On the discrete spectrum of \((G_2, PGSp_6)\) (Q1365864)

The author studies the discrete spectrum for the pair \((G_2, PGSp_6)\) inside the split \(E_7\). In particular, if \(\pi_{\min}\) denotes the minimal representation of split \(E_7\), Jian-Shu Li shows that the restriction of \(\pi_{\min}\) to \(G_2\times PGSp_6\) contains all irreducible representations of the form \(\pi \times \theta (\pi)\), where \(\pi\) lives in one of the three natural families of discrete series representations of \(G_2\). B. Gross has a precise conjectural description of the entire discrete spectrum of the dual pair \((G_2, PGSp_6)\); see Conjecture 1.2 in this paper.
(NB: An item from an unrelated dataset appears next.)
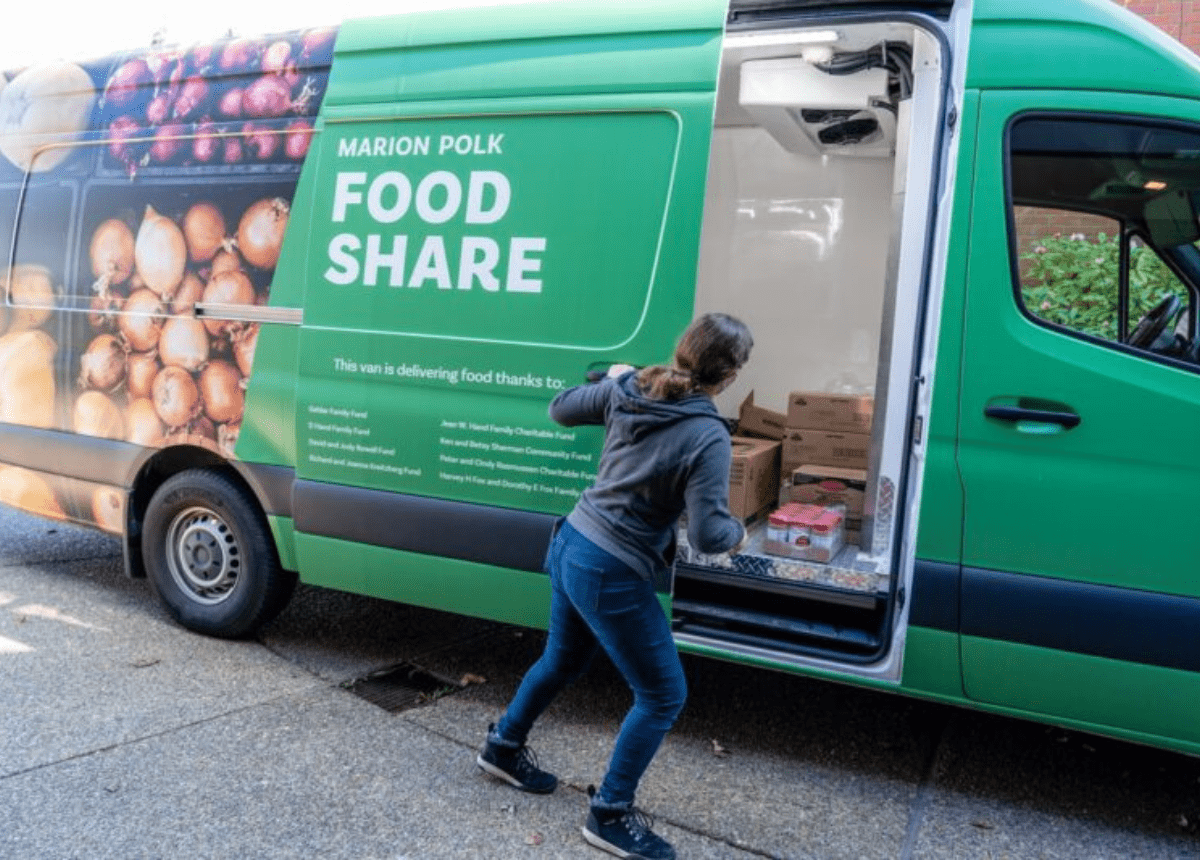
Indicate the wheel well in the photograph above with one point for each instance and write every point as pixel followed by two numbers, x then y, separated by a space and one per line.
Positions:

Jian-Shu Li's results agree with Gross' predictions. The author considers the see-saw diagram \[ \begin{matrix} G_2 \\ SU(2)_{\text{long}}\end{matrix} \times \begin{matrix} \text{Spin}^*(12) \\ PGSp_6\end{matrix} , \] where \(SU(2)_{\text{long}}\) \((SU(2)_{\text{short}})\) denotes the \(SU(2)\) subgroup of \(G_2\) corresponding to the long (short) compact root. The representations \(\sigma_k\) of \(\text{Spin}^* (12)\) that appear in the restriction of the minimal representation to \(SU(2)_{\text{long}} \times \text{Spin}^*(12)\) are derived functor modules with non-zero cohomology. On the other hand \((SU(2)_{\text{short}} \times PGSp_6)\) is a dual pair in \(\text{Spin}^*{12}\). By using some analytic results (see Lemma 3.1 of the paper) he can show that the restrictions of \(\sigma_k\) to \(SU(2)_{\text{short}} \times PGSp_6\) contain a discrete series and he can describe the corresponding \(PGSp_6\) discrete series. This is a beautiful paper with a very nicely written introduction. The introduction contains a detailed explanation of Gross' conjecture as well as an outline of a general program to study the discrete spectrum for pairs \((G,G')\) in an exceptional group \(S\).